A G which points to main (runtime.main rather than main.main, explained later) is created once the executable file starts to run. The dash lines in the following graph refer to the address where G is about to run.

M1 fetches the G from the runnable queue and runs it.

main creates a new channel and starts two new G’s.

Next, the G (main) tries to receive data from the channel. Obviously, there is no data available at this moment. So the G preserves its status and switches to _Gwaiting status and finally enqueue itself to the channel it just created.

The G (main) will pick up where it left off which is “_= <- c” when dequeued.
M1 fetches G (printNumber) from the runnable queue and runs it.

G (printNumber) prints numbers as expected and when it sends data to the channel it happens to find that there is a G (main) waiting for data from the channel. G (main) is dequeued from the channel, changed to _Grunnable status, and put back to the (local) runnable queue.

Next, M1 runs the second G (printNumber). Since the channel is buffered channel with size 3, data can be sent to the buffer without blocking.

Then, the second G (printNumber) is done, with only G (main) in the queue.

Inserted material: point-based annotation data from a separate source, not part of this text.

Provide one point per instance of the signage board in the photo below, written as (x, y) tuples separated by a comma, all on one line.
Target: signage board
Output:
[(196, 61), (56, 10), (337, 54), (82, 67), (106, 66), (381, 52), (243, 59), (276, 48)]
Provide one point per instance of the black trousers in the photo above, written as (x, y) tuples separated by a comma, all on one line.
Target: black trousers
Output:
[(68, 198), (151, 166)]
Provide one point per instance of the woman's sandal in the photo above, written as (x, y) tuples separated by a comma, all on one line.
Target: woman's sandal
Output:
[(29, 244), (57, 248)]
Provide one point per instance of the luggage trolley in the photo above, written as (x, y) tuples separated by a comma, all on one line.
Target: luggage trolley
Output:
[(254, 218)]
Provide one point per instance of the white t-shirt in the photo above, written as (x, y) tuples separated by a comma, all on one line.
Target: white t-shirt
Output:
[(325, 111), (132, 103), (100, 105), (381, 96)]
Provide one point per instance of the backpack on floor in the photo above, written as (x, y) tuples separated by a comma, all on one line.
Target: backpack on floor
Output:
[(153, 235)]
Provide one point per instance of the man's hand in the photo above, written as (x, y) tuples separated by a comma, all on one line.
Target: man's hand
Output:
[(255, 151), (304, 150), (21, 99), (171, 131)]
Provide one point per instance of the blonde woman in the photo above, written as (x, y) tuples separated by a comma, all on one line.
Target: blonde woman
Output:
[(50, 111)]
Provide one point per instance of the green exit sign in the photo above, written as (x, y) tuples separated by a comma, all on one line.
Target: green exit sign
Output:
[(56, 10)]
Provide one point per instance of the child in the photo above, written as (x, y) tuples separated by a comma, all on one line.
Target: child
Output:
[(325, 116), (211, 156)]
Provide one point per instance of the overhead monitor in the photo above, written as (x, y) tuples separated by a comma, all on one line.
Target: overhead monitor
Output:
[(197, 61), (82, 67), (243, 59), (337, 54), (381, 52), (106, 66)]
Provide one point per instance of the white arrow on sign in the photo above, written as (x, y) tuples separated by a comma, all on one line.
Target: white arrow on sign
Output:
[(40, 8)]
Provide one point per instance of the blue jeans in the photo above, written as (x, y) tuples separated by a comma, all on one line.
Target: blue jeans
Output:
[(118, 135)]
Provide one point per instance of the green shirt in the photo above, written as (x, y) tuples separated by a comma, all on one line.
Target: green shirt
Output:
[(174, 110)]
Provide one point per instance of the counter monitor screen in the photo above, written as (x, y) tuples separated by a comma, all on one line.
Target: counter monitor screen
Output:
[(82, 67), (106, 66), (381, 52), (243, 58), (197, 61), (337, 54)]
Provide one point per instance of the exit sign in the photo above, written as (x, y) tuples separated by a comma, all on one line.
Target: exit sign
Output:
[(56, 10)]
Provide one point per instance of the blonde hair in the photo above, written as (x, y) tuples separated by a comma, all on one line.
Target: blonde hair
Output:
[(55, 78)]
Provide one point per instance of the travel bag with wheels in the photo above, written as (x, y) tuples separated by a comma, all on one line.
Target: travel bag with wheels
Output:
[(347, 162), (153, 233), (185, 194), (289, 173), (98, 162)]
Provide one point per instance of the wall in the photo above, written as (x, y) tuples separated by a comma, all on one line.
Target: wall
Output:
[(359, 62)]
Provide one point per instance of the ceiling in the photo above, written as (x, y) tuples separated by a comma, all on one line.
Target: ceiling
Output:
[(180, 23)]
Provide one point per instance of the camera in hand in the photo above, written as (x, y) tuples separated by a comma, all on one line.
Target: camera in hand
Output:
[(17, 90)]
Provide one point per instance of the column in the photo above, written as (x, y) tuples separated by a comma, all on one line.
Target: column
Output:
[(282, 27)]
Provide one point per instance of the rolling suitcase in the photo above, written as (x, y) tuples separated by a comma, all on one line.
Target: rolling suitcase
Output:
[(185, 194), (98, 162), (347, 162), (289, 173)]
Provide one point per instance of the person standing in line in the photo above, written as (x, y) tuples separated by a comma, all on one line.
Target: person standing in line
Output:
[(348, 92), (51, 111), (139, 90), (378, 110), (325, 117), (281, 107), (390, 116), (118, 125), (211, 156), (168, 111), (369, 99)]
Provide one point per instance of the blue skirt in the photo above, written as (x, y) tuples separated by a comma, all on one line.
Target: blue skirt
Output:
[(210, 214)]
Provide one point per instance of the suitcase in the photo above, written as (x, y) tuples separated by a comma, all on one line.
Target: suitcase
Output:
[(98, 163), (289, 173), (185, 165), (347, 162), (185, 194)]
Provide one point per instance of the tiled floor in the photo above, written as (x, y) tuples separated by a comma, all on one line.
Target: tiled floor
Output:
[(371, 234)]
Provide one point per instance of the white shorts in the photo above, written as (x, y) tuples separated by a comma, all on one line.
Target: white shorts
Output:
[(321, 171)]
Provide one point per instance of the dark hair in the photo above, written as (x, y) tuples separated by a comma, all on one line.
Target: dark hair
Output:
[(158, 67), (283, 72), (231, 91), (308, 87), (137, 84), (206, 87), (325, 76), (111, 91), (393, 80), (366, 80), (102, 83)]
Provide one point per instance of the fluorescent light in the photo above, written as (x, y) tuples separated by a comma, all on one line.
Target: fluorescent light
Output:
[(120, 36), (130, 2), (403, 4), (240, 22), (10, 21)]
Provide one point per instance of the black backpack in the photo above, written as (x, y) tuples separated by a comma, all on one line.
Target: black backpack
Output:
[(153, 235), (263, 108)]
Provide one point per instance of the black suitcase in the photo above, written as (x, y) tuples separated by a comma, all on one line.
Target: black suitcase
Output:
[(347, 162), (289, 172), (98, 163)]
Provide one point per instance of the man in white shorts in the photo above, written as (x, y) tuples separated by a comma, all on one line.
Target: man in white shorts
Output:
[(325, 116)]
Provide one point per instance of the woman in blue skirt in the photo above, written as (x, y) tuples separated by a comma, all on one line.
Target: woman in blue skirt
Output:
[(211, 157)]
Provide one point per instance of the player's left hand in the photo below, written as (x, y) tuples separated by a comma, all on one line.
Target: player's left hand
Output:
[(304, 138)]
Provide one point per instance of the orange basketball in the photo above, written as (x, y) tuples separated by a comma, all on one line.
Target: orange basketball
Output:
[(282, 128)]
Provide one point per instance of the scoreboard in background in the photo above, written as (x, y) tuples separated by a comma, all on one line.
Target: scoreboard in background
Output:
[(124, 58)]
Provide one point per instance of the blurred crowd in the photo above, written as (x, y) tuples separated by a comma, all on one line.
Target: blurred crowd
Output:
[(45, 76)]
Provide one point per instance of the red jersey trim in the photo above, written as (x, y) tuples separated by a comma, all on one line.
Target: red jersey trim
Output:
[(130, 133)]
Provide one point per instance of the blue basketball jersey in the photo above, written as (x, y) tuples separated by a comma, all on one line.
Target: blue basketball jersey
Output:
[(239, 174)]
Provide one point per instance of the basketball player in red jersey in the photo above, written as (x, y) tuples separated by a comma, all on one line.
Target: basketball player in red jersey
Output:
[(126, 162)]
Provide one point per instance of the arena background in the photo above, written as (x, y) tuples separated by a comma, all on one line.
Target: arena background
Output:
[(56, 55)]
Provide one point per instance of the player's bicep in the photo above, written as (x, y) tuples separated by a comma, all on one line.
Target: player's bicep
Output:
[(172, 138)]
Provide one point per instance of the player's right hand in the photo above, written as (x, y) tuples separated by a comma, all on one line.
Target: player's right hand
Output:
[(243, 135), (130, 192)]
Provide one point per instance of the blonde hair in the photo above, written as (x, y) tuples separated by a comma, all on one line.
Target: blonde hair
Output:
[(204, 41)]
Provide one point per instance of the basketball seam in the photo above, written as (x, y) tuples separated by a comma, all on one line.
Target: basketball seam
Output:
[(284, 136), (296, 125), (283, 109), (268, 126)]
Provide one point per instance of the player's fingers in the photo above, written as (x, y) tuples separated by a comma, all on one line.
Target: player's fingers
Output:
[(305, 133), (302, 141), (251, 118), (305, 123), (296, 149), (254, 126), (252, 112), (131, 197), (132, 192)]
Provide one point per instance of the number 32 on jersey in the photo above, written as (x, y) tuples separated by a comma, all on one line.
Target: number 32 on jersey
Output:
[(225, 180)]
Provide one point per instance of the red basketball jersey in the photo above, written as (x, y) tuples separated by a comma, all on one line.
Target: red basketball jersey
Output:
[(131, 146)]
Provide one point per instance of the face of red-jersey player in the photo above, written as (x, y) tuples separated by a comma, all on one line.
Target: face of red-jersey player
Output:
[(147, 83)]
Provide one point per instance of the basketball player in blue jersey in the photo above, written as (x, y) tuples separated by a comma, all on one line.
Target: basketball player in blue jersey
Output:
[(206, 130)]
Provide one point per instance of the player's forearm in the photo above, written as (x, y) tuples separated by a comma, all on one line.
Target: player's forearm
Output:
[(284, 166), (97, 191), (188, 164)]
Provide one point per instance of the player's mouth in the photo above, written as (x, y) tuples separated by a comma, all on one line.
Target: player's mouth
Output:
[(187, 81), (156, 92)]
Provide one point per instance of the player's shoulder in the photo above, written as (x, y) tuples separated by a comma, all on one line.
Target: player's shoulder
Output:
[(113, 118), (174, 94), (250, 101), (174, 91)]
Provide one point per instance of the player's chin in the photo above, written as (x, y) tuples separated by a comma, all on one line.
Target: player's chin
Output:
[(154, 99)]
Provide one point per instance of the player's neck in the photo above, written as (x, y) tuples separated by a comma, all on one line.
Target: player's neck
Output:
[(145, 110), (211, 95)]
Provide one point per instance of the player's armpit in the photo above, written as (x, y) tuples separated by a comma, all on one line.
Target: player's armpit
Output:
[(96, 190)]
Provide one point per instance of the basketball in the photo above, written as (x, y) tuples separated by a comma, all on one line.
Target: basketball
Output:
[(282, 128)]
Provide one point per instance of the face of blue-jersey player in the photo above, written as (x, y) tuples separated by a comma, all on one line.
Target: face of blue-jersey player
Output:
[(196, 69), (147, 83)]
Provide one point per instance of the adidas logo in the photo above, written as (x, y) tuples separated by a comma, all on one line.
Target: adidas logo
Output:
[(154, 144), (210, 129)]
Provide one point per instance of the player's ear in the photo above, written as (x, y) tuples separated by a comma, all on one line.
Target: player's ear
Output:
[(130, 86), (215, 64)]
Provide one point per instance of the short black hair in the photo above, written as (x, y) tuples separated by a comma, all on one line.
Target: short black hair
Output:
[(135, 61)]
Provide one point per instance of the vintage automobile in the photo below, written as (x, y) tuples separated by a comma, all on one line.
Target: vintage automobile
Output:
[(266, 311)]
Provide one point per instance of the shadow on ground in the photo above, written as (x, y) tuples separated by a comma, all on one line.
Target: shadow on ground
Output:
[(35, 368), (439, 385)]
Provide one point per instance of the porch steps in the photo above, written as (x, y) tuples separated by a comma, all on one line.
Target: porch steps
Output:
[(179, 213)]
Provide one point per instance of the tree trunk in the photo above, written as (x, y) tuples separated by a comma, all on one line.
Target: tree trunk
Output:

Finally, M1 retrieves and runs G (main) and picks up execution.

The first “_ = <- c” runs successfully.
Because there is buffered data “0” in the channel, the second one runs smoothly without blocking.

G (main) finally comes to an end and program exits.

Some people might wonder what happens when one more “_ = <- c” is present. Well, due to the fact that at the time the third one runs all the G’s are in waiting status, Golang runtime will detect this error and print the following deadlock error message.

fatal error: all goroutines are asleep - deadlock!